You have an example of usage of try + infinitive and that's where your attention should focus although the tense does change the meaning. In general, try + infinitive means that the action with the verb in the infinitive has not been completed. Try + gerund implies that the action is completed. In both cases, the implication is that there is failure.
Look at these examples:
I try to tell him the truth, but I was overwhelmed emotionally and couldn't manage it.
I tried telling him the truth, but he didn't believe me.
These days lots of scientists try to solve the problem of pollution.
The meaning here is that they try to solve but then they either abandon the cause or do not find solutions.
These days lots of scientists are trying to solve the problem of pollution.
This means that scientists are in the effort. To this point, no solution has been found, but in the future that may not be so. Scientists are trying but have no idea if they will succeed or not.
These days lots of scientists have been trying to solve the problem of pollution.

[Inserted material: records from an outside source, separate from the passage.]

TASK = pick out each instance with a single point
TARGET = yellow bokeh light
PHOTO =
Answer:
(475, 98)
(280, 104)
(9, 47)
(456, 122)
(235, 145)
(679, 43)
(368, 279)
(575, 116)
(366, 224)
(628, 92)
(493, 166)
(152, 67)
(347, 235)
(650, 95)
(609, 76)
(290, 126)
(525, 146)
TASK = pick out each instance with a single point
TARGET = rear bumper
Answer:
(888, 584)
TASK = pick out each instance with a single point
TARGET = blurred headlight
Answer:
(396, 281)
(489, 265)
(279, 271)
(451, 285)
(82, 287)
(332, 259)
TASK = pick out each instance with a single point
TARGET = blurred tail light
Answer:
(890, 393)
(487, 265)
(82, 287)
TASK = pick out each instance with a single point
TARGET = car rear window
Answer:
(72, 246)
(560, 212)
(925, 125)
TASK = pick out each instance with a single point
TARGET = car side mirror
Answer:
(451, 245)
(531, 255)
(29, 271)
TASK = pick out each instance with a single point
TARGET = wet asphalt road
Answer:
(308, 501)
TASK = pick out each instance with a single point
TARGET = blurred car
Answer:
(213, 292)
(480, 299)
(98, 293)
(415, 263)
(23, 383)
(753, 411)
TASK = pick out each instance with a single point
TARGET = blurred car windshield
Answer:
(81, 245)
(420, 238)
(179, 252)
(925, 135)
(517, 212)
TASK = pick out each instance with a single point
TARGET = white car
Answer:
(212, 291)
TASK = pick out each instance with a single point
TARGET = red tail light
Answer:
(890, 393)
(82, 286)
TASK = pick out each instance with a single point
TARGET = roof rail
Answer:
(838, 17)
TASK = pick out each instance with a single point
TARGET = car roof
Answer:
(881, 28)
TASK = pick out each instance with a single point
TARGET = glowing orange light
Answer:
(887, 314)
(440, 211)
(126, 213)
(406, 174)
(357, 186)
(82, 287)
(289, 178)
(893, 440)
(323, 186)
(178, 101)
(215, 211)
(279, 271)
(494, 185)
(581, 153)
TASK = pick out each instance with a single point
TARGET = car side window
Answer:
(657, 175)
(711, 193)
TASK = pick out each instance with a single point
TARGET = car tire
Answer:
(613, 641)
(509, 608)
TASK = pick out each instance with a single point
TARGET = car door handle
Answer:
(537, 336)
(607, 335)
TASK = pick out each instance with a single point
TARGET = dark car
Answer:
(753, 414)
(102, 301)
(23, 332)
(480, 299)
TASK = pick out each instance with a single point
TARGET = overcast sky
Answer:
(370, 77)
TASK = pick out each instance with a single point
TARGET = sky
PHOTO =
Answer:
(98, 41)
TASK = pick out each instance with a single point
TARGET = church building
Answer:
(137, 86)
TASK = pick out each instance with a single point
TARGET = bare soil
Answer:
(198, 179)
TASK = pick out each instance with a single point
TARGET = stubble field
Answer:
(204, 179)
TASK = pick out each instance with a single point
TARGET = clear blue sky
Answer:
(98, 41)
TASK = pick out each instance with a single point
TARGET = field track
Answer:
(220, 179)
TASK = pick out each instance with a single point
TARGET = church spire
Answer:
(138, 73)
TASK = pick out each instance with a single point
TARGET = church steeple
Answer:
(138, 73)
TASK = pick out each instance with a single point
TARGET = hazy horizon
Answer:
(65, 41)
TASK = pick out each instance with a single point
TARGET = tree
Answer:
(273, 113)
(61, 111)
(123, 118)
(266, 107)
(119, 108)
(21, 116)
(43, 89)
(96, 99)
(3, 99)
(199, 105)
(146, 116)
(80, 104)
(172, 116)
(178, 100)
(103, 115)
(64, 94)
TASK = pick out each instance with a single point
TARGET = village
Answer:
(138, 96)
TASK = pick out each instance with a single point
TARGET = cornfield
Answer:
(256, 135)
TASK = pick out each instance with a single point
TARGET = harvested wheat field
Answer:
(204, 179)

Just as the present perfect continuous tense implies, this would be an action that has been happening up until now or is still continuing beyond this point. The difference between this and the present continuous is that the implication is that this has been happening for someone time. If stated in the present continuous, one might understand that scientists have only recently started. Whereas with the present perfect continuous, the idea is that they have been working on this for a while. However, in terms of the future, the idea is the same as the present continuous. That is, they are trying, but have no idea whether they will actually succeed.
Also, don't forget that you need a comma after "These days".